At the age of 11, he inherited a fortune estimated to be worth $300 million after his father died in a helicopter crash. His exposure to radical Islam began after he shunned Western universities and studied at a university in Saudi Arabia, where he learned from Muslim preachers that following strict Islam was a defense against corruption and Western decadence.

At the age of 18, he married a 14-year-old girl, the first of four wives. In 1988, he founded Al-Qaeda, an Arabic word that literally means “the base."

American authorities labeled him a co-conspirator in the 1993 bomb attack at the World Trade Center, when six people were killed and hundreds were wounded. It turned out to be a prelude to the devastating 9/11 suicide plane attacks in 2001 that brought down the Twin Towers, where approximately 2,700 people were murdered.

He survived several assassination attempts, one of which narrowly missed him by a time difference of less than one hour.

The more he succeeded in killing, the more radical he became. Bin Laden began issuing “fatwas,” Muslim religious decrees, including one in 1996 that declared a holy war against the U.S. Army. A year later, he told an interviewer that the United States is "unjust, criminal and tyrannical… [and] wants to occupy our countries, steal our resources, impose on us agents to rule us, and then wants us to agree to all this. If we refuse to do so, it says we are terrorists."

Two years later, he endorsed a fatwa that that Muslims should kill Americans – including civilians – anywhere in the world.

After terrorist bombings outside U.S. embassies in Kenya and Tanzania in 1998 that killed 224 people, he was indicted in absentia on 224 counts of murder and appeared on the FBI’s listed of the Ten Most Wanted Fugitives. After the 9/11 attacks, a $25 million bounty was placed over his head.

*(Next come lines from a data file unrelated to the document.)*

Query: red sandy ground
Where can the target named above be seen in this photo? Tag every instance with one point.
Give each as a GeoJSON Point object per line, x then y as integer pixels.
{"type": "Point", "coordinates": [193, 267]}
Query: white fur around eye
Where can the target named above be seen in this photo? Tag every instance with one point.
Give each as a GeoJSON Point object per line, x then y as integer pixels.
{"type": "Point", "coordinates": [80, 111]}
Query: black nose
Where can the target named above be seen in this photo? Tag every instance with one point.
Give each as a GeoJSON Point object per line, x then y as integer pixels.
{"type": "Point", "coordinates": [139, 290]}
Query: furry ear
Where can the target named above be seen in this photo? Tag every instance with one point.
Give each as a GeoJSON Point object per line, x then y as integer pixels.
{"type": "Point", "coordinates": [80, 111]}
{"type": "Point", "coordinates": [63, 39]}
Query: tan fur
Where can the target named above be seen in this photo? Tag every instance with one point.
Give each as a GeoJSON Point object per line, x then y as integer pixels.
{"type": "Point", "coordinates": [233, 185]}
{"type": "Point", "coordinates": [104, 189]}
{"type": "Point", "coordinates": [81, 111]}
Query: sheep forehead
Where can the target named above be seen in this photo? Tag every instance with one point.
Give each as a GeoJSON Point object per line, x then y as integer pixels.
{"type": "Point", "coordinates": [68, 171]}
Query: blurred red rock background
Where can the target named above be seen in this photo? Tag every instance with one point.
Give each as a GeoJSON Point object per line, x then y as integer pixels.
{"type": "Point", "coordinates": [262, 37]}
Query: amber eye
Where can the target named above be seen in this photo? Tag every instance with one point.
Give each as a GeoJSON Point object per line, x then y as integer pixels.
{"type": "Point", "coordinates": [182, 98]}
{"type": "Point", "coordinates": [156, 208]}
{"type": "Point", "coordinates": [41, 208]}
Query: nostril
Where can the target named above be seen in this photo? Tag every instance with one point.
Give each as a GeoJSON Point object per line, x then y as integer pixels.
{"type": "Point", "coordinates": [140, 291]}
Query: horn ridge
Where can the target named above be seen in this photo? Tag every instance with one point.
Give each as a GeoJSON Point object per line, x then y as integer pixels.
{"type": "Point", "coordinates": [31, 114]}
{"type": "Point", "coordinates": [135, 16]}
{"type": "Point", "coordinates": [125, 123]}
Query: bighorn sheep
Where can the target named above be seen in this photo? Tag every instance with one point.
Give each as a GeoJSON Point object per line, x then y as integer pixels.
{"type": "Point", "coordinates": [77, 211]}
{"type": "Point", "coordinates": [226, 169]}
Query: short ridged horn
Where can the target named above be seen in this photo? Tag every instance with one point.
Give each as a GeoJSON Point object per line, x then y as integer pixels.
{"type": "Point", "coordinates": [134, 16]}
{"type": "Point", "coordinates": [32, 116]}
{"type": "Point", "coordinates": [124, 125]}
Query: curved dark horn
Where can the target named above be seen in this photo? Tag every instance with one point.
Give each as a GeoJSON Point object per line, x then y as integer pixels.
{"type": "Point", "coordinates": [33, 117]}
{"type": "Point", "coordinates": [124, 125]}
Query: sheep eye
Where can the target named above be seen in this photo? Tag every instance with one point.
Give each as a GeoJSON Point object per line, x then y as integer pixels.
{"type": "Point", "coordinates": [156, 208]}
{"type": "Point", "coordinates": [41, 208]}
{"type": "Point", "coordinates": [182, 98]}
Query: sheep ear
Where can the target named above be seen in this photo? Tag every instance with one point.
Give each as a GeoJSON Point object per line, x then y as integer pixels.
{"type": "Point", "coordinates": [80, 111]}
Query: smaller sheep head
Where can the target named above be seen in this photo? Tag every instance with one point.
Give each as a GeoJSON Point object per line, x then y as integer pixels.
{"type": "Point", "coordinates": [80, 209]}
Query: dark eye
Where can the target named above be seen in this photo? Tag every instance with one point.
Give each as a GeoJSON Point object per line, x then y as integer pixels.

While preaching the radical Muslim philosophy against Western opulence and corruption, his Al-Qaeda terrorist network continues to raise hundreds of millions of dollars through drug smuggling, extortion and money funneled from Muslim ”charities,”

He died in the same opulent environment in which he grew up. American SEAL teams killed him in his huge mansion in Pakistan, ending the life of the man who was once described by terrorism expert Yosef Bodansky as “the man who declared war on America.”

Although Bin Laden is dead, he leaves a large inheritance—the thriving Al-Qaeda terrorist network. His Egyptian deputy, Ayman al-Zawahri, is likely to take his place. Psychologically Al-Qaeda has suffered a serious blow and possibly even the beginning of its demise in the long term.

However, an American official told The New York Times Monday, “Al Qaeda operatives and sympathizers may try to respond violently to avenge Bin Laden’s death, and other terrorist leaders may try to accelerate their efforts to strike the United States.”